Having one or more validators attached to a field would ensure more rigourous validation of the data coming into the system. In the following example, the age field has more than one validator defined:

Content Validation Multiple Validators

In the following request, an age value is provided that is both the wrong type and outside the specified range, and the email field is omitted entirely:

POST /contact HTTP/1.1
Accept: application/json
Content-Type: application/json; charset=utf-8

{
    "age": "foo",
    "name": "Ralph"
}

The response:

HTTP/1.1 422 Unprocessable Entity
Content-Type: application/problem+json

{
    "detail": "Failed Validation",
    "status": 422,
    "title": "Unprocessable Entity",
    "type": "http://www.w3.org/Protocols/rfc2616/rfc2616-sec10.html",
    "validation_messages": {
        "age": {
            "notDigits": "The input must contain only digits",
            "notLessThan": "The input is not less than '120'"
        },
        "email": {
            "isEmpty": "Value is required and can't be empty"
        }
    }
}

The validation_messages object contains a property for each field that failed validation. Each invalid field then contains an entry for each validator, containing one or more validation error messages.

You may customize the message returned for each validator via the message option for the validator:

Content Validation Validator Error Message

When you provide a message in this way, this will be the only error message returned by the validator on validation failure.

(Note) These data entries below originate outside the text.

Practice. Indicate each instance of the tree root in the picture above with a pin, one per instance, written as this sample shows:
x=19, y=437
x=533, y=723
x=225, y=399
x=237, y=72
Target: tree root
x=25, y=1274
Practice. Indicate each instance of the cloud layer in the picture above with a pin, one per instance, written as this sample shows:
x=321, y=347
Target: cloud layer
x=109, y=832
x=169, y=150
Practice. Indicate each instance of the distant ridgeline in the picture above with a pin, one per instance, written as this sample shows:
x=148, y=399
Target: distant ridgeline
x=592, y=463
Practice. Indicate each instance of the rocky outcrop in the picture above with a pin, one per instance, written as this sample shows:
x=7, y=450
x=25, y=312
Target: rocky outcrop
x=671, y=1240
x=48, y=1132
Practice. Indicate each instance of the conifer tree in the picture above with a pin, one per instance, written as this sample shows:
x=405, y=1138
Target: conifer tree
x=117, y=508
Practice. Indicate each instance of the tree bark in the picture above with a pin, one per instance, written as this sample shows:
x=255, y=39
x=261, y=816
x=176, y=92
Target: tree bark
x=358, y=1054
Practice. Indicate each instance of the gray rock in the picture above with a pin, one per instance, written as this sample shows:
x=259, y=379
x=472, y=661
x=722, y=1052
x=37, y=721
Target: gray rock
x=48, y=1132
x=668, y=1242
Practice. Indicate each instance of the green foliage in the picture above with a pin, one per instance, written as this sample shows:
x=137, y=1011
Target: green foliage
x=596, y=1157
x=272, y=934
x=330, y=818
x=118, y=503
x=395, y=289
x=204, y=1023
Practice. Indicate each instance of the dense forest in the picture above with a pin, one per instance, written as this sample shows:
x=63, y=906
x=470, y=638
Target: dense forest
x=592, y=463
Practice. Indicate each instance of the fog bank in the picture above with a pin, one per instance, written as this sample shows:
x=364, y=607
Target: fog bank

The above would result in the response including that message for that validator:

HTTP/1.1 422 Unprocessable Entity
Content-Type: application/problem+json

{
    "detail": "Failed Validation",
    "status": 422,
    "title": "Unprocessable Entity",
    "type": "http://www.w3.org/Protocols/rfc2616/rfc2616-sec10.html",
    "validation_messages": {
        "age": {
            "notDigits": "The input must contain only digits",
            "notLessThan": "Age must be less than 120"
        },
        "email": {
            "isEmpty": "Value is required and can't be empty"
        }
    }
}

In some cases, it makes more sense to assign a single consolidated error message for each field. To do this, provide a value for the "Validation Failure Message" of the field:

Content Validation Consolidated Field Message

And with the same request as above, the response will look like:

HTTP/1.1 422 Unprocessable Entity
Content-Type: application/problem+json

{
    "detail": "Failed Validation",
    "status": 422,
    "title": "Unprocessable Entity",
    "type": "http://www.w3.org/Protocols/rfc2616/rfc2616-sec10.html",
    "validation_messages": {
        "age": [
            "When provided, age must be a number between 1 and 120"
        ],
        "email": {
            "isEmpty": "Value is required and can't be empty"
        }
    }
}

When the deserialized request body passes through the input filter, and is fully validated, API Tools will then execute the controller service.

Images in the documentation, and the API Tools Admin UI itself, still refer to Apigility. This is due to the fact that we only recently transitioned the project to its new home in the Laminas API Tools. Rest assured that the functionality remains the same.